Question

证明:如果向量组α1α2α3线性无关，那么向量组a1α1+b2α2，a2α2+b3α3，a3α3+b1α1线性无关的充分必要条件是:a1a2a3≠b1b2b3

Answer 1

问：证明:如果向量组α1α2α3线性无关，那么向量组a1α1+b2α2，a2α2+b3α3，a3α3+b1α1线性无关的充分必要条件是:a1a2a3≠b1b2b3

答：设向量组 $\begin{aligned} \alpha_1a_1 + \alpha_2b_2, \alpha_2a_2 + \alpha_3b_3, \alpha_3a_3 + \alpha_1b_1 \end{aligned}$的任何非零线性组合都等于零向量，即存在不全为零的常数$k_1, k_2, k_3$，使得： $\begin{aligned} k_1(\alpha_1a_1 + \alpha_2b_2) + k_2(\alpha_2a_2 + \alpha_3b_3) + k_3(\alpha_3a_3 + \alpha_1b_1) = 0 \end{aligned}$将上式展开，得到： $\begin{aligned} (k_1a_1 + k_3b_1)\alpha_1 + (k_1b_2 + k_2a_2)\alpha_2 + (k_2b_3 + k_3a_3)\alpha_3 = 0 \end{aligned}$由于向量组$\alpha_1, \alpha_2, \alpha_3$线性无关，因此上式中所有系数都应该为零。

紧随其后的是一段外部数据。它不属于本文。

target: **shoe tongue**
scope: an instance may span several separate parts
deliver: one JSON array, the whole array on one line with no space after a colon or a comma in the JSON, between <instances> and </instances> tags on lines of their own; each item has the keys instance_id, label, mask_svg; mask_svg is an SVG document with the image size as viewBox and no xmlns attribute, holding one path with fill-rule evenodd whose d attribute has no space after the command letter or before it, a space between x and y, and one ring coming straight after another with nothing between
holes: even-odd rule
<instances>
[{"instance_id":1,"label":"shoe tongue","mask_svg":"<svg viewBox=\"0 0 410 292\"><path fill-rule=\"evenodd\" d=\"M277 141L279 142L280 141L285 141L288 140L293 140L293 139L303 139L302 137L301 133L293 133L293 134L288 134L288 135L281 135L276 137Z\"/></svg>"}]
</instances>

所以我们可以得到如下三个等式： $\begin{aligned} k_1a_1 + k_3b_1 = 0 \\ k_1b_2 + k_2a_2 = 0 \\ k_2b_3 + k_3a_3 = 0 \end{aligned}$解得： $\begin{aligned} k_1 = -\frac{b_2b_3}{a_1a_2a_3} \\ k_2 = -\frac{a_1a_3}{b_1b_2b_3} \\ k_3 = -\frac{b_1a_2}{a_1a_2a_3} \end{aligned}$由于向量组$a_1\alpha_1+b_2\alpha_2, a_2\alpha_2+b_3\alpha_3, a_3\alpha_3+b_1\alpha_1$是线性无关的，因此$k_1, k_2, k_3$必须全为零。代入上式可以得到： $\begin{aligned} -\frac{b_2b_3}{a_1a_2a_3} = 0 \\ -\frac{a_1a_3}{b_1b_2b_3} = 0 \\ -\frac{b_1a_2}{a_1a_2a_3} = 0 \end{aligned}$因此，$a_{1}a_{2}a_{3} \neq b_{1}b_{2}b_{3}$是向量组$a_{1}\alpha_{1}+b_{2}\alpha_{2}, a_{2}\alpha_{2}+b_{3}\alpha_{3}, a_{3}\alpha_{3}+b_{1}\alpha_{1}$线性无关的充分必要条件。